Proving that s = 1 maximises the expression

79 Views Asked by At

Consider two discrete random variables, $X$ and $Y$, with a joint distribution $P_{X,Y}$. Prove that $s=1$ maximizes the following inequality: \begin{align} &\sum_{x, y} P_X(x) P_{Y \mid X}(y \mid x) \log \left(\frac{P_{Y \mid X}(y \mid x)^s}{\sum_{\bar{x}} P_X(\bar{x}) P_{Y \mid X}(y \mid \bar{x})^s}\right)\\ \leq{}& \sum_{x, y} P_X(x) P_{Y \mid X}(y \mid x) \log \left(\frac{P_{Y \mid X}(y \mid x)}{\sum_{\bar{x}} P_X(\bar{x}) P_{Y \mid X}(y \mid \bar{x})}\right)\\ ={}& I(X; Y). \end{align} Here, $\bar{x}$ has the same marginal distribution as $x$.

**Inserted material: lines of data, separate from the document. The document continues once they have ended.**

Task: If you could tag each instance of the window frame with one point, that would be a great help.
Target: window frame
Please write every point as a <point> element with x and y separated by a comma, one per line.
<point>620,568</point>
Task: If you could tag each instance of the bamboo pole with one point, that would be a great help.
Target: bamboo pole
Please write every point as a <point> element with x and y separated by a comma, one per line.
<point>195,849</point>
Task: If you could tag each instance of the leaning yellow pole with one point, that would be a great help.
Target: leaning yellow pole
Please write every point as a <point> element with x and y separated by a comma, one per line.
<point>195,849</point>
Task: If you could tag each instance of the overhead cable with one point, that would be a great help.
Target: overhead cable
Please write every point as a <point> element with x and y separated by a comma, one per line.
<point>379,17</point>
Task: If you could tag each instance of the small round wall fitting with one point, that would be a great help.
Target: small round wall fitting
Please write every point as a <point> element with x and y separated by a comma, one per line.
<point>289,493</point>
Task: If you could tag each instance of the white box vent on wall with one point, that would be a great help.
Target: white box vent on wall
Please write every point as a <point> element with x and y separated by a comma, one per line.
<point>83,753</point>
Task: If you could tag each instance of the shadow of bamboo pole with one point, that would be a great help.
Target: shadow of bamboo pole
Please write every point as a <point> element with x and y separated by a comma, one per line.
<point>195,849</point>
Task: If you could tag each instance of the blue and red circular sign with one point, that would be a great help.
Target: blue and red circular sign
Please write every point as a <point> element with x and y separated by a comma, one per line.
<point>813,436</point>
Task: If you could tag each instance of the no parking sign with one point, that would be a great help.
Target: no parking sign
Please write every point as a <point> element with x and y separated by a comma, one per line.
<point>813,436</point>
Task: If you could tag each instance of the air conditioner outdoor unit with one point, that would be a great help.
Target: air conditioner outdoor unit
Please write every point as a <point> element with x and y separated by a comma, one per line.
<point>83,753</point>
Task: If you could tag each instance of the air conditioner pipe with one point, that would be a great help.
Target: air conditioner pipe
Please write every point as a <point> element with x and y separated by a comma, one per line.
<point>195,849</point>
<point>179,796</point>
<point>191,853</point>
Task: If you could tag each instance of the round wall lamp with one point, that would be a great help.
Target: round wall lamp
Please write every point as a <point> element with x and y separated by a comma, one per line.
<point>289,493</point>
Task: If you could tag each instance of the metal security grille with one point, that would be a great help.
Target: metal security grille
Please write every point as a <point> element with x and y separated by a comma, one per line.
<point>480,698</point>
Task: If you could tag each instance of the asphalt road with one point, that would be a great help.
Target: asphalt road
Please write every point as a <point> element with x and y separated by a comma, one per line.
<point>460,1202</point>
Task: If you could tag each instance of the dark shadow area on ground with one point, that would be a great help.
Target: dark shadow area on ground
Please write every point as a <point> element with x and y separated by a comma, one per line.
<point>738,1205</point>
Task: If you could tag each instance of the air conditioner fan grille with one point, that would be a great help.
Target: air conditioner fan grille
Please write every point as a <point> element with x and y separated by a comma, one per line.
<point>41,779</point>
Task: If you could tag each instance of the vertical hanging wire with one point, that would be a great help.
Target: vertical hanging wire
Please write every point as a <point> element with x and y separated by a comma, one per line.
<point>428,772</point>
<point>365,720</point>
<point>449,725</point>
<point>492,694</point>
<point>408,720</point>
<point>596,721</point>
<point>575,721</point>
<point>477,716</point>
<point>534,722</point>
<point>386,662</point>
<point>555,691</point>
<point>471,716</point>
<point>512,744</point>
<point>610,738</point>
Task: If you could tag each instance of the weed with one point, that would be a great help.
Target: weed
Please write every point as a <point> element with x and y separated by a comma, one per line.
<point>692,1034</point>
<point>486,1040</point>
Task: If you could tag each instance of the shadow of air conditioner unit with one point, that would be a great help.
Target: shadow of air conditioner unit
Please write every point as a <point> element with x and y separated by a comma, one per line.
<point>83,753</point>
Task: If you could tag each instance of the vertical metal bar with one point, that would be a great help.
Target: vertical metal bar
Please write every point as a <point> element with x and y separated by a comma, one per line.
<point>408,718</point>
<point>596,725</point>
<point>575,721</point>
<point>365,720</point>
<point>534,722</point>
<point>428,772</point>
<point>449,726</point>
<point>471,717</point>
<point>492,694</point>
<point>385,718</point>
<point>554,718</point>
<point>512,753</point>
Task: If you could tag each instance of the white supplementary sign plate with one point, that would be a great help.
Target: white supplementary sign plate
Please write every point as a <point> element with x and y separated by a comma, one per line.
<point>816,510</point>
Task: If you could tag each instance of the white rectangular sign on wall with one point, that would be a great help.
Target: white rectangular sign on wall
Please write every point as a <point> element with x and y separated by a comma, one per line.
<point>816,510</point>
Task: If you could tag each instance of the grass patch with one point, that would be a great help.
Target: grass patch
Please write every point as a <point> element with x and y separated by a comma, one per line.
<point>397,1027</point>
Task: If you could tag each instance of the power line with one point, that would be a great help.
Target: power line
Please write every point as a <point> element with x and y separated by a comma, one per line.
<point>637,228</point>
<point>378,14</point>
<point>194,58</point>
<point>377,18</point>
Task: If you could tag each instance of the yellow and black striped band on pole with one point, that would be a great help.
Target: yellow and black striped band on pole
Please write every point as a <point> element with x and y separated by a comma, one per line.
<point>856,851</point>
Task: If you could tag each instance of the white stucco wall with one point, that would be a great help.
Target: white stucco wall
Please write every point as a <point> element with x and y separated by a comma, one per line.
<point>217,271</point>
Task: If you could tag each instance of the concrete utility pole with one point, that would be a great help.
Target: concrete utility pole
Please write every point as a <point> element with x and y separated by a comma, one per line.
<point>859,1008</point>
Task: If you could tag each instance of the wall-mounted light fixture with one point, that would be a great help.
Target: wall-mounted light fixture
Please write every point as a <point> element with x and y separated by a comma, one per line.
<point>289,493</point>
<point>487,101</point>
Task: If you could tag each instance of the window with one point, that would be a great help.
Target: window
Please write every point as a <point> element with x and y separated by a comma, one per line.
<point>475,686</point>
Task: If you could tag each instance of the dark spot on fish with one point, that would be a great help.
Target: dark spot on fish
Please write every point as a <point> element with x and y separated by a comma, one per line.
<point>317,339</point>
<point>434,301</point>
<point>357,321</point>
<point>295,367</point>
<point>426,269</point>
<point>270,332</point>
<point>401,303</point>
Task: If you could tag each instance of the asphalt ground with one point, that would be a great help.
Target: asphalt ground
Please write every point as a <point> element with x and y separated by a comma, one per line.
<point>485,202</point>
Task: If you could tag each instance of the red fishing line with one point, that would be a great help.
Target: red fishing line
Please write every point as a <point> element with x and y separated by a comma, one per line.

A simple approach is to prove the concavity of the expression in $s$ using Holder's inequality and then demonstrate that the derivative with respect to $s$ is zero when $s=1$. However, this doesn't seem to be an elegant solution, and my intuition suggests that there might be a concise proof, perhaps involving an inequality, that establishes this result in 3-4 lines.

1

There are 1 best solutions below

0
On BEST ANSWER

Noting that $\sum_{x'} P_X(x')P_{Y|X}(y|x') = P_Y(y),$ we can define $$f(s) := \mathrm{LHS} - \mathrm{RHS}= \sum P_{XY}(x,y) \log \frac{P_{Y}(y) P_{Y|X}(y|x)^{s-1}}{\sum_{x'} P_X(x')P_{Y|X}(y|x')^s},$$ where the "$\mathrm{LHS},\mathrm{RHS}$" refer to the inequality in the question. Clearly, $f(1) = 0$, and we want to show that $f(s) \le 0$. Now, hitting this with Jensen's inequality for the concave function $\log,$ we have $$ f(s) \le \log \sum_{x,y} \frac{P_X(x)P_Y(y) P_{Y|X}(y|x)^s}{\sum_{x'} P_X(x') P_{Y|X}(y|x')^s},$$ where I've used Bayes law to write $P_{XY} = P_X \cdot P_{Y|X},$ and folded the latter into the power. But note that for a fixed $y$, $$ \sum_x \frac{P_X(x)P_{Y|X}(y|x)^s}{\sum_{x'} P_X(x') P_{Y|X}(y|x')^s} = 1,$$ so the total sum inside the logarithm is $\sum_y P_Y(y) = 1,$ and we're done. In fact, since $\log$ is strictly concave, the same shows that unless $s$ is such that $P_Y(y)P_{Y|X}(y|x)^{s-1} = \sum_{x'} P_Y(x')P_{Y|X}(y|x')^s$ for every $x,y$ (in other words, unless $s = 1$, or $Y$ is independent of $X$), $f(s)$ is strictly smaller than $0$.